2024年12月6日 | 2024年12月7日更新
※文化時報2024年10月1日号の掲載記事です。
彼岸の中日、兵庫県宝塚市の真言宗大覚寺派成福院で「親あるあいだの語らいカフェ」が初開催された。一般財団法人お寺と教会の親なきあと相談室の18ある支部の一つを設けている。生きづらさを感じている当事者さん、発達障害のお子さんがいる親御さん、8050問題=用語解説=真っただ中で藁(わら)をもつかむ気持ちで来てくださった高齢の方。さまざまな方々がお集まりくださった。
ご自身が抱えている苦しみや前向きに取り組んでいる話などを、参加者の多くは饒舌(じょうぜつ)に語った。利害関係なくフラットな状態で吐き出せる場の重要性を改めて感じた。初めて訪れる場であっても、そこがお寺であることの安心感を何人もが口にしていた。
本堂が檀家さんではない人たちで埋め尽くされている光景を想像していただきたい。確実にお布施を頂ける法要とは趣旨の違う集会に、本堂を使われることに抵抗がある寺院関係者は多いと思う。

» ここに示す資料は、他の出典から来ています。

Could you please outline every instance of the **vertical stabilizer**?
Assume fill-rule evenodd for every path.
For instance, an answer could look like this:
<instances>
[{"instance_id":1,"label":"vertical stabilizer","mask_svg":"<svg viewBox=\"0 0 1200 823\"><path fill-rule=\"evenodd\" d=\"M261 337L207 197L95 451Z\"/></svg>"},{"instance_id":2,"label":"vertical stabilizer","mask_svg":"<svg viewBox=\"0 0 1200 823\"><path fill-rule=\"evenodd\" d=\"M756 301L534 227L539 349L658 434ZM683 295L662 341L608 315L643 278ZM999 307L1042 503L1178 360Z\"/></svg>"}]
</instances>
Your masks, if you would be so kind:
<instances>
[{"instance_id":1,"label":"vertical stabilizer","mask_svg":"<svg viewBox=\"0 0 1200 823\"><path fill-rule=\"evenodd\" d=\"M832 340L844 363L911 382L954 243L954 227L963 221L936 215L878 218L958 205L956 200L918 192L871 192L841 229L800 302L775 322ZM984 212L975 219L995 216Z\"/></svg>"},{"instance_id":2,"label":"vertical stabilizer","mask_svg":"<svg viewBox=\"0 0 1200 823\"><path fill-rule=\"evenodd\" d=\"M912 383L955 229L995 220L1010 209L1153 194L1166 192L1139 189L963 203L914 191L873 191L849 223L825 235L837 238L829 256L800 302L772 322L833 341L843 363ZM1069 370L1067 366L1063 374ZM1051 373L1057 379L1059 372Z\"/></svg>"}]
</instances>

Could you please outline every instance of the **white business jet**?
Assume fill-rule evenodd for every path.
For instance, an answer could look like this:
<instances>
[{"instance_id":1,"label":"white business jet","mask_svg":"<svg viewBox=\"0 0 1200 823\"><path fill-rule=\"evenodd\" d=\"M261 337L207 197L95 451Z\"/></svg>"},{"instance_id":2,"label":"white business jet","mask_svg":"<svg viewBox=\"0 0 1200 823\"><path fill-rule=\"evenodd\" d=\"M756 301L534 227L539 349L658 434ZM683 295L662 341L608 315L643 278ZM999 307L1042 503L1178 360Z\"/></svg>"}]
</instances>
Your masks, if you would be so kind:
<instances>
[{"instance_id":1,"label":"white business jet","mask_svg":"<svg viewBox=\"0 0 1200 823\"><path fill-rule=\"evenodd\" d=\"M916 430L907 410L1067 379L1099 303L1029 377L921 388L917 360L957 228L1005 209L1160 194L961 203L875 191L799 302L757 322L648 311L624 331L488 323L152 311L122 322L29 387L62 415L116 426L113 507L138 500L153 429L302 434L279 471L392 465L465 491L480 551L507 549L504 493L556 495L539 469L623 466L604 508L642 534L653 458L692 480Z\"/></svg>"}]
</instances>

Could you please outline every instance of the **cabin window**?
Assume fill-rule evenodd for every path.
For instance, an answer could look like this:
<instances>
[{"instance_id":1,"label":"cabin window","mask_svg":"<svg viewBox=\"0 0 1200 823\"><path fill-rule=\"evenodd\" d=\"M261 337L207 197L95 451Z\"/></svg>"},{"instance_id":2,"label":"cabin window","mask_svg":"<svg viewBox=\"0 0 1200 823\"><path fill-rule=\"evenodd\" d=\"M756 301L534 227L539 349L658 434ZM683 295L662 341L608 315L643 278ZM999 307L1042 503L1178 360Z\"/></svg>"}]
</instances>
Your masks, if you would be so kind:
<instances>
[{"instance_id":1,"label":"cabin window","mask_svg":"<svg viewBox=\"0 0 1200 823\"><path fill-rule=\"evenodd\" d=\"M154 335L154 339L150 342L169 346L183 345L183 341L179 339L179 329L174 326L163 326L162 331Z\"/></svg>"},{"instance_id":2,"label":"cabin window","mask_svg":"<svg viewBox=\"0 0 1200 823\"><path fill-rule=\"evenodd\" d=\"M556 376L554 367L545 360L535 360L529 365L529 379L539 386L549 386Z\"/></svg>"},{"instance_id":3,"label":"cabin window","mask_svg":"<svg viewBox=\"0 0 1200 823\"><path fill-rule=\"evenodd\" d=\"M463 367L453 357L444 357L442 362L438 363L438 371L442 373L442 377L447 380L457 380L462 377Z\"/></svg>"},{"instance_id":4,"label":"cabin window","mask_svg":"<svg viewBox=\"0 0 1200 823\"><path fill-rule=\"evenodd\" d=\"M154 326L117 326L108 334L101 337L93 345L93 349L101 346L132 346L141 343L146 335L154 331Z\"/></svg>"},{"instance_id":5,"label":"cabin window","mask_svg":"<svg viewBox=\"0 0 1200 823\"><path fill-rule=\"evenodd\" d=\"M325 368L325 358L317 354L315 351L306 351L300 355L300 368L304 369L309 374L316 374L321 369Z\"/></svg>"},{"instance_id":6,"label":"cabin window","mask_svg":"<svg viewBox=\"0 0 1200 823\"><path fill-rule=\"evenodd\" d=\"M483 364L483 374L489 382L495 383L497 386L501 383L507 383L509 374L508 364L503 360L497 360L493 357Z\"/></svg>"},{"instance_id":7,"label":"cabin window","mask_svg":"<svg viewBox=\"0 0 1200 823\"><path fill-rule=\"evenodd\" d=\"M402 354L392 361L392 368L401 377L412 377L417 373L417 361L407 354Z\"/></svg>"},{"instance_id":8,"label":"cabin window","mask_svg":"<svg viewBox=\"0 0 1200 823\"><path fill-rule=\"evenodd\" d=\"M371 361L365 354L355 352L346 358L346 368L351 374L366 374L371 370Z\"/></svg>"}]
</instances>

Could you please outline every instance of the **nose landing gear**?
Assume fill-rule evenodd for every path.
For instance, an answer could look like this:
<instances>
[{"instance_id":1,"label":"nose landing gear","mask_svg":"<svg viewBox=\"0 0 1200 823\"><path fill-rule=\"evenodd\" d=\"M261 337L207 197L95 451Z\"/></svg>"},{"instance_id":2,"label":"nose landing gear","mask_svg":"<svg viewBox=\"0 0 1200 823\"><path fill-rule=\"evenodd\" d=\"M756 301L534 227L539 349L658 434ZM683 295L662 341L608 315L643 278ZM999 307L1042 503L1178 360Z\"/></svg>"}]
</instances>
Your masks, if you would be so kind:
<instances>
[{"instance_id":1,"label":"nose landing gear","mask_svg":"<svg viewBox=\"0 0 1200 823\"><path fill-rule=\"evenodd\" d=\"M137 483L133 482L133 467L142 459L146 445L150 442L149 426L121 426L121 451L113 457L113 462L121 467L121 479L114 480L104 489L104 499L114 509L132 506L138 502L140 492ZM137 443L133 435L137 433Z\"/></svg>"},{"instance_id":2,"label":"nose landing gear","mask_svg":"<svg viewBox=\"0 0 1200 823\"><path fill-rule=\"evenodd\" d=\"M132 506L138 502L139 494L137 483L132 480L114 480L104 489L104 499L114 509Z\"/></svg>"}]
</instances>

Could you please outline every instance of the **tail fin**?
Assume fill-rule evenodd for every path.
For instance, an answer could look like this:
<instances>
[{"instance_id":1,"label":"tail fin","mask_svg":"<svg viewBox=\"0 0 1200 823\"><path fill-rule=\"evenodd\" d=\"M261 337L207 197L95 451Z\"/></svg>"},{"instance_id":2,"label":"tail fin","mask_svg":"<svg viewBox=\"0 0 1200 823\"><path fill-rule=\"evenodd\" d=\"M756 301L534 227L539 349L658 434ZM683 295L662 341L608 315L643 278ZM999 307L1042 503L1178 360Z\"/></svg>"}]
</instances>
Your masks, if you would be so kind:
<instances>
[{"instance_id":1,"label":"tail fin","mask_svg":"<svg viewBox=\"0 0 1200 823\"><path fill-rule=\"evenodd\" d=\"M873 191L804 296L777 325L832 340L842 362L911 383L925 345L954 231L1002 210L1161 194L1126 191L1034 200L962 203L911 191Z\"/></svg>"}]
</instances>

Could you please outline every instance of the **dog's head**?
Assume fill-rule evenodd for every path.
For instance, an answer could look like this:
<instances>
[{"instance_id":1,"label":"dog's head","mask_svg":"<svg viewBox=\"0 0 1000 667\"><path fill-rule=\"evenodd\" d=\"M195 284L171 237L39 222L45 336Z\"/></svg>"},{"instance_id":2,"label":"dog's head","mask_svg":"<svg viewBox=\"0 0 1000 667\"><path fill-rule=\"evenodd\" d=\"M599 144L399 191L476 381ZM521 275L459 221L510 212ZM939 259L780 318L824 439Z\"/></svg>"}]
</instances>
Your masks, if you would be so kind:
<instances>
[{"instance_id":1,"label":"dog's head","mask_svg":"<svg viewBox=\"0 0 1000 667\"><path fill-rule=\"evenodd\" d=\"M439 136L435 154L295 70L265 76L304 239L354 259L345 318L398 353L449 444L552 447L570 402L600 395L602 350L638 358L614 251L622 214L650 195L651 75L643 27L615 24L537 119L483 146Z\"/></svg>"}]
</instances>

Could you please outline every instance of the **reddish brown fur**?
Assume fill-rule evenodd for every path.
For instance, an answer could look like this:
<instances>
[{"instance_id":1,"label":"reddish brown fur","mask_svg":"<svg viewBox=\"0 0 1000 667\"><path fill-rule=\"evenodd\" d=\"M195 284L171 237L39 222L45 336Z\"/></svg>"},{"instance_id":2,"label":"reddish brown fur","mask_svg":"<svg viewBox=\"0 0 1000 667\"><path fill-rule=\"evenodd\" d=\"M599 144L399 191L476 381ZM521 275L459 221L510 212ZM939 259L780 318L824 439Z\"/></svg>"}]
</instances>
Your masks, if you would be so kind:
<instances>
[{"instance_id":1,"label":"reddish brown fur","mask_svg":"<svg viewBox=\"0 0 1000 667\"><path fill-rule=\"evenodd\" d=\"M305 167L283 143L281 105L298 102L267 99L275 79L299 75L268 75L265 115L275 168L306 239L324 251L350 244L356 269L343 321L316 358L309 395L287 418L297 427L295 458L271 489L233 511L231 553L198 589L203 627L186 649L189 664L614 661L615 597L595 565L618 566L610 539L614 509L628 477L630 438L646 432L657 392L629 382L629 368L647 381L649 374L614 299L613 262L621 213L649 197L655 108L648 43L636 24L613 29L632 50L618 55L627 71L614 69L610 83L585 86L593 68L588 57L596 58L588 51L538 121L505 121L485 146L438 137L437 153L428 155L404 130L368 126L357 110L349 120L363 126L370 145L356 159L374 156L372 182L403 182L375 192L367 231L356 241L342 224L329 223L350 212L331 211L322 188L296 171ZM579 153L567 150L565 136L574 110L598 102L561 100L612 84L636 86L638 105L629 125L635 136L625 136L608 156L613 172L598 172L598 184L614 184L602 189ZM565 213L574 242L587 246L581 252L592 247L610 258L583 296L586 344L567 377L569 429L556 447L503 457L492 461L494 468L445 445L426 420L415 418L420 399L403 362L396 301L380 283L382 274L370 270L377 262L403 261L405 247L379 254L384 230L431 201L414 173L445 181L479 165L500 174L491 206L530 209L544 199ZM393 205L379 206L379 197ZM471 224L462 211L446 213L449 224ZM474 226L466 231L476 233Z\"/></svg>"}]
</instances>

一方、人が苦悩を吐き出すのに対価を払うことが必要なんだろうか?とも思う。
もちろん、長い歴史でお寺が伝えてきた教えや、集まった人々が聞いてきた教えは、そんなに軽いものではないはずである。そうであるからこそ、堂々と「布教」すればいいと筆者は考えている。
苦悩を抱えてお寺に来る人々は、医療からも行政からも見放されたと感じている場合が多い。医療も行政も、人間が社会生活を営むために必要なシステムだろう。
しかし、「思い通りにならない老病死」という現実は変わらない。そこに直面している人々に仏教を伝えずして、お寺といえるだろうか?
もちろん伝え方に工夫は必要となる。檀家さんと同じようにはいかない。ただ、筆者は強く思う。お寺に集まってくる人に「布教しません」は違うと。
成福院さんに初めて来たという参加者のお一人がこう言った。
「公民館ではなく、お寺に集まる意味が来てみて分かった」
【用語解説】8050問題(はちまるごーまるもんだい)
ひきこもりの子どもと、同居して生活を支える親が高齢化し、孤立や困窮などに至る社会問題。かつては若者の問題とされていたひきこもりが長期化し、80代の親が50代の子を養っている状態に由来する。